No creo que exista un amante del fútbol que luego de ver el gol que anotó Cristiano a la Juve, por los cuartos de la Champions, no haya comentado la perfección con la que se elevó y le dio a la pelota para derrotar a Buffon. El diario El País, obnubilado por el momento que atraviesa Cristiano y por la anotación misma, desmenuzó la conquista, detallando que el botín derecho del luso golpeó la pelota a 2,21 metros de altura, que esta desarrolló una velocidad promedio de 81 kilómetros por hora y que debió recorrer 13 metros antes de que los madridistas celebraran.

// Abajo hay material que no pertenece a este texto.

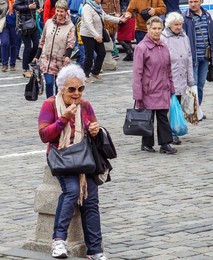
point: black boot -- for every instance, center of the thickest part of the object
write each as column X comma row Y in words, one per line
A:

Es probable que en medio de la excitación que el tanto generó pocos hayan recordado a Ramón Unzaga. Es más, me atrevería a suponer que ni siquiera Cristiano tiene demasiada claridad sobre quién fue el susodicho ni mucho menos debe estar enterado de la importancia que un lugar llamado El Morro tiene para el gol que anotó a mediados de la semana pasada.

Unzaga, para quienes no lo conozcan, fue, si no el inventor de la chilena, el primer futbolista de quien se tiene registro de haberla ejecutado. Estamos hablando del año 1914, cuando este bilbaíno, que desde los 12 años se avecindó en Chile, más precisamente en Talcahuano, construía una pequeña leyenda como patrón del área defendiendo los colores del club Estrella del Mar. Era incansable, Unzaga. Bravo por abajo y también en el juego aéreo, cuestión en la que se veía favorecido por la práctica del atletismo donde se había especializado en el salto, en sus diferentes variantes (largo, alto, con garrocha).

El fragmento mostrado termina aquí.